Durling has this curiosity in spades. In fact, it was a squawking clamor that drew him to the site of a territorial dispute between a flock of crows and a Great Horned Owl in a patch of woods off the Rail Trail. There, he got a picture of another owl, trying very hard not to be drawn into the fray as it sat unmoving in an adjacent tree.
Durling is forever surprised by what he encounters on a simple walk in the woods.
“There are many times where I take a picture of something and I zoom in and I’m like, ‘That isn’t what I expected,’ and then I get home and look it up and it’s way different from my initial impression of what it was,” Durling said. “It’s like a positive feedback loop because once you start realizing that there’s all these different things around you, then you just want to learn more and more and take more and more photos.”

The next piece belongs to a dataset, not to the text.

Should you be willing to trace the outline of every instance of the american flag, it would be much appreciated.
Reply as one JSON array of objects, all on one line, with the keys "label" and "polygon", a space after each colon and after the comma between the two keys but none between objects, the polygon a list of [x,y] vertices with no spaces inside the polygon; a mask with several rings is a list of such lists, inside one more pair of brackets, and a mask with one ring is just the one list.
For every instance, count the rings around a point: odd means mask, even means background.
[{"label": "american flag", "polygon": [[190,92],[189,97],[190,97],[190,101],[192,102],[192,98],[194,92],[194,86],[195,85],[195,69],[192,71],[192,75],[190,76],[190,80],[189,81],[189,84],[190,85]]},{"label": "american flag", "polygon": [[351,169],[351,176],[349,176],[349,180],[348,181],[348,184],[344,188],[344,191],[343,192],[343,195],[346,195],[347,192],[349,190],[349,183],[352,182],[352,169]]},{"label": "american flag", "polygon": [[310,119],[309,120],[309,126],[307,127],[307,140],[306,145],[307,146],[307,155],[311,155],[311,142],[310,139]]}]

There are plenty of subjects Durling hasn’t been able to photograph yet — the Kingfisher, for example, continues to elude him. And although the camera has changed his perspective on the world, the wonders of the wilderness continue to amaze as new and fascinating phenomena unfurl before him.
When he talks about Osprey nesting habits or Red-bellied Hummingbird migration or red ant colony wars, Durling often laughs in wonder. He recounts with great detail and delight the story of each of his photographs, and the unique mixture of luck, preparedness, and patience that produced them.
In turn, the people of “I’m HOLLISTON HAPPY” have responded with amazement and delight in kind.
Durling is pleased with the response and he’s glad to see people interested in the wildlife in town. More than that, he hopes his photography will help inspire people to be more environmentally conscious in their own lives. Even just in their own gardens.
“On your own property, just think about what you can do to help the environment,” Durling said.
For example, Durling has a passion for native plants, especially wildflowers. Incorporating native species into a yard can support hundreds or even thousands of native insects which in turn support native birds and mammals. These local flora and fauna add to the dynamism of the environment in a town like Holliston, and can be just as colorful and stunning as exotic species.
“The native bees around here are incredible,” Durling said. “There’s this particular kind of bee called sweat bees where they’re metallic: metallic blue, metallic green. Most people don’t notice until you look really closely.
“If you plant goldenrod and bee balm and stuff like that, you’d just be amazed at the variety of stuff that comes to it. An astounding variety,” he continued.
Holliston may not always seem like a lush haven for diverse animal species, but a glance through Durling’s Facebook profile tells a different story.
For now, Massachusetts remains one of the most forested states in the country — more than half of the land here remains undeveloped. Coyotes, fisher cats, whitetail deer, raccoons, skunks, foxes, and even the occasional black bear call Holliston home. Even more impressively, nearly 500 species of birds live in the state as well as almost a thousand species of insects.
It’s in this wealth of life that Durling finds his subjects. If you could boil his philosophy down to a statement, it is that terrible, wondrous, beguiling things are all around us if only we’re willing to sit quietly for a while and look.
“The more you start paying attention to what’s going on, the more you’re amazed that there’s crazy stuff going on all around us,” Durling said.